Её песня забирала всякую боль, даже столь малую, как боль от слишком плотно, с усилием закрытых глаз. Передо мной рисовался прекрасный летний сад, в котором цвели красные розы, в отдалении стоял столик для чаепития, за которым сидела моя мама, выглядящая как Гусеница, курила кальян и звала меня: «Изира, моя девочка».
— Спи же, моя непослушная,
Зачем проживать эту жизнь?
Зачем проживать эту жизнь? Во сне всегда тепло, а мама снова разговаривает со мной и любит, как, наверное, никогда не любила.
Заберу я всю боль и отчаяние,
Слезами омою вас всех,
Спокойно усни, окаянная,
И тогда я прощу тебе грех.
Простит грех? Но разве может кто — то простить мне мой грех, пусть и носит моё лицо?
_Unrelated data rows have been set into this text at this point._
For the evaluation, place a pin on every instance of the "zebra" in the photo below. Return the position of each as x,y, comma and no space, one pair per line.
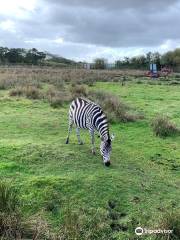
88,115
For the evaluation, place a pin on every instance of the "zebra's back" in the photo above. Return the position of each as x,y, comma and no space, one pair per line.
81,112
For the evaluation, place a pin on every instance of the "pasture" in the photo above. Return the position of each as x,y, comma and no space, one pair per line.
65,187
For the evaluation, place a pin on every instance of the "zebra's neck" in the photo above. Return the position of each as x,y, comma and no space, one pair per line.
103,128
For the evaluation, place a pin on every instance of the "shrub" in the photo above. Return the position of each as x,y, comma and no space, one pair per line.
162,127
10,223
56,98
78,91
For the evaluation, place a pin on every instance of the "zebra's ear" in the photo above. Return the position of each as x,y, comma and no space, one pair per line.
112,137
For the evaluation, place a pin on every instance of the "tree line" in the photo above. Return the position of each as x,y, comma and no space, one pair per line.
20,56
170,59
35,57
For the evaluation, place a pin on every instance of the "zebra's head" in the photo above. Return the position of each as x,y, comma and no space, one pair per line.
105,149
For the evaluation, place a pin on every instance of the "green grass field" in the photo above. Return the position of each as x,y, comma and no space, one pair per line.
140,187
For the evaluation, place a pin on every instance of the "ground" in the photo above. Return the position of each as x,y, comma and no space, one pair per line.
141,184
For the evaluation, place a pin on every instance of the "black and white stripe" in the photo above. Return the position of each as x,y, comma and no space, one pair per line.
88,115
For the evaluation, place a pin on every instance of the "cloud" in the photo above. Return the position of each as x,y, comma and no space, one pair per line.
88,29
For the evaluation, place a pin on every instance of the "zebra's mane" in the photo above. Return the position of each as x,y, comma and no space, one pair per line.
89,101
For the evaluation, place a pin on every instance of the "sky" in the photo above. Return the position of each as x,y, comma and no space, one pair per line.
84,30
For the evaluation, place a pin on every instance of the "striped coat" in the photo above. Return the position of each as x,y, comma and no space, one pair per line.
88,115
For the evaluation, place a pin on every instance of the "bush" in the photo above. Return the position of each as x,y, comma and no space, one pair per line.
78,91
162,127
10,223
56,98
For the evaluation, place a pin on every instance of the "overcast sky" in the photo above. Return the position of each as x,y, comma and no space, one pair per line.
84,30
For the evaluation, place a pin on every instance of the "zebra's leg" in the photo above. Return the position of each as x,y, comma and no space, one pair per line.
78,136
69,130
91,131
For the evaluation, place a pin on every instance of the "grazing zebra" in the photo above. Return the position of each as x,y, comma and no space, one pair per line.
88,115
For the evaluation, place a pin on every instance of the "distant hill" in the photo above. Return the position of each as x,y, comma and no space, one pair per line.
21,56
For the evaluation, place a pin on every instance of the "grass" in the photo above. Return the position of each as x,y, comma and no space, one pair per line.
162,127
52,177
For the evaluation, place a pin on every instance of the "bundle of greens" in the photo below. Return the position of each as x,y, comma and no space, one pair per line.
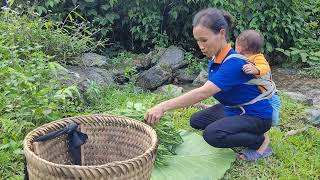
169,137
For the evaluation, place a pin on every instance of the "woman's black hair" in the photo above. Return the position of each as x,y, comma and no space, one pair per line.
213,19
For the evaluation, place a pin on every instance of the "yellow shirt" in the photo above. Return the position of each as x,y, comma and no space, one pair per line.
260,63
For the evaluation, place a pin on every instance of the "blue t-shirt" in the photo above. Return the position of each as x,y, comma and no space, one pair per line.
230,78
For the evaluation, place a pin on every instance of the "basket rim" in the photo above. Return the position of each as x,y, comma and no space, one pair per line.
150,151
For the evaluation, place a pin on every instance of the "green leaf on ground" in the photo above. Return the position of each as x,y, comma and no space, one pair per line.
195,159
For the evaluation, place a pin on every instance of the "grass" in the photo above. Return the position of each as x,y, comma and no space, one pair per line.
295,157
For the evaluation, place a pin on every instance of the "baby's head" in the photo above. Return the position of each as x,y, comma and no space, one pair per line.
249,42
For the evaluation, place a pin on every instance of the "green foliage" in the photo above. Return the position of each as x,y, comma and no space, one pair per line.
30,93
195,159
306,50
11,158
169,137
139,25
62,42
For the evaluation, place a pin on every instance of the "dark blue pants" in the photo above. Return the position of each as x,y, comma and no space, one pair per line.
233,131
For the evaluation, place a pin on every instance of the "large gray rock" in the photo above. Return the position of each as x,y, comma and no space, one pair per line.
300,98
185,76
154,56
170,90
174,57
201,79
83,76
313,115
154,77
91,60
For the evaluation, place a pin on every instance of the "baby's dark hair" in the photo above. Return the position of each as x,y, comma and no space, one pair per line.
250,41
213,19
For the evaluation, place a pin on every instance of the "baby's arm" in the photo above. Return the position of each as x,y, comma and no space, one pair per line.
262,65
259,66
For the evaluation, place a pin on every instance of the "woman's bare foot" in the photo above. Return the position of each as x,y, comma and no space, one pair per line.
262,148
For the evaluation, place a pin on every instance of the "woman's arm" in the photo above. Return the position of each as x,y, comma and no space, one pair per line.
192,97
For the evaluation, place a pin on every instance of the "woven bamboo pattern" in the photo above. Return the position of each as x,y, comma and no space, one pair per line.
117,148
— Какой грех? — сонно спросила я.
И вдруг увидела, что на чайном столике из белого мрамора блестит тонкий меч с рубином на серебряном эфесе. Нужно лишь перебежать лужайку и схватить его со стола. Меч. Меч. Меч!
Я рванула вперёд, к леди Арсении, но со всех сторон на меня вдруг налетели белые бабочки. Они облепили моё тело, скрыли под своими крыльями мои глаза, но… но то, что я вижу — лишь сон. Значит, я могу убрать бабочек прочь!
Когда я разогнала бабочек, то налетела на маму и упала, споткнувшись. Она разлетелась стайкой всё тех же белых бабочек, а я поспешила встать и схватить со стола меч. Мои пальцы покрылись землёй. И тогда я очнулась ото сна.
Моя рука впивалась в землю, где что — то блестело. Я уцепилась за это что-то покрепче и выдернула из грунта меч, словно он и не был зарыт, словно был иголкой, воткнутой в швейную подушечку. Прежде чем я успела увидеть, в какой части поля оказалась, и заметить Бармаглота, меня толкнули в спину.
— Спи, жестокое дитя,
Не нужна тебе игра.
Тебя одолею шутя,
Что с мечом, что без меча.
Её рифмы стали хуже: Бармаглот нервничала, и если, опять же, она хоть сколько-нибудь похожа на меня чем-то, кроме лица, то это показатель её страха.
Я встала, направив на неё меч.
— Не боюсь я Бармаглота,
Мне её прибить охота! — насмешливо протянула я.
Бармаглот совершила ошибку, растерявшись и угодив в мою ловушку. Вострый меч вонзился ей точно в сердце, и чудовище, как мама во сне, закричало и разлетелось стайкой белых бабочек. И тогда громыхавшие небеса порвались, выпуская вниз лавину дождя.